Peki çocukluğunu düşündüğünde o ‘hayal etme’ anları sırasında üzerinde ne var?

Sonunda bir gazeteci bu soruyu bana sordu! Hiç unutmam ki! Sarı, sapsarı hırkam . Düğmeleri o kadar parlak ve yuvarlak ki şeker sanıp yemek isterdim hep !

Mimar Sinan Üniversitesi'nde çok sevilen bir hocasın. Öğrencilerle ilişkilerin nasıl? Yeni yetişen tasarımcılardan umut var mı?

Umut hep var yeter ki olumlu düşünmeyi becerebilelim ... Sınırsızca çok şeyi paylaşıyoruz öğrencilerimle. Okul çok açık olduğum bir yer. Dinlemeyi, onların keşiflerine kulak kabartmayı, sert yorumlarında onları frenlememeyi çok önemsiyorum. Çok heyecanlılar , çok aşıklar modaya ...Böyle gitsin bu onlar için dileğim. Atölye çalışmalarında tam bir İtalyan ailesi gibiyiz. Büyük bir masa etrafında, o haftaki konu tashihleri yapılıyor. Konuklarımız oluyor bazı derslerde. Onlara bir ufuk daha açabileceğine inandığım kişilerin atölye çalışmalarında bize eşlik etmesini önemsiyorum. Bu bir moda editörü de olabiliyor, bir üretici de, bir stylingci de. Ayşim bir dersime muhakkak gel isterim .O ortamı canlı yaşa hak vereceksin bana . Umutlu olma konusunda da en az benim kadar pozitif olacaksın bak gör.

Bir kumaş olsaydın ne olurdun?

Halet-i ruhiyeye göre düşünecek olursak ; ya viktoryen jakarlı bir dokuma, ya uçuş uçuş ipek ya da organik pamuk örme.
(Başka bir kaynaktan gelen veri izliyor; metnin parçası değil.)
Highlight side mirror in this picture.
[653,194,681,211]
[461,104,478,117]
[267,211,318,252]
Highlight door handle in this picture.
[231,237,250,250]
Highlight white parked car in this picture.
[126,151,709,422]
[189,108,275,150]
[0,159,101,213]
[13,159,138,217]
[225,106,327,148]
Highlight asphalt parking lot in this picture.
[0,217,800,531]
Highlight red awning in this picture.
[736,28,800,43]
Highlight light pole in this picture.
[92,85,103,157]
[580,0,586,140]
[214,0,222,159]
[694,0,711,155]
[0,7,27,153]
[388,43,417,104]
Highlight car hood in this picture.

Düz - clean cut - yalın ama basit değil!

Resmi üniforma tasarlamak zorunda kalsan ne seçerdin? Polis,asker,hemşire,itfaye vs?

Pek resmi olmasa da deli gömleği tasarlamak geçti şu an kafamdan. Funky bir deli gömleği fena olmazdı hani!

Yurtdışındaki çalışmalardan ve Nişantaşı Özlem Süer House 'dan bahseder misin?

Dünya üzerinde yaklaşık 150 satış noktasında marka takipçilerimizle buluşan bir tasarımcı markasıyız ... Bu satış noktaları ya o şehrin en önemli department store’ları ya da stil avcılarının da takip altında tuttuğu konsept butiker. Geceye ve davetlere yönelik avantgarde couture kostümler, alternatif gelinlikler olarak tanımladığımız farklı gelinler için geliştirilmiş gelinlik tasarımları, günlük yaşamı karşılayan şık hazır giyim ürünleri bizi özetleyebilir. Kendi atölyemizde üretiyoruz ve " Made in Turkey " etiketi ile yolculuğuna çıkyor. ..Güçlü bir ihracat performansımız var . Los Angeles / Hollywood ve New York bazlı bir PR şirketi ile hem Hollywood celebritylerinin giydirilmesinde yer alıyoruz hem de markamızı Amerika pazarında geliştiriyoruz ; Paris odaklı olarak da Avrupa pazarındaki yerimizi sağlamlaştırıyoruz .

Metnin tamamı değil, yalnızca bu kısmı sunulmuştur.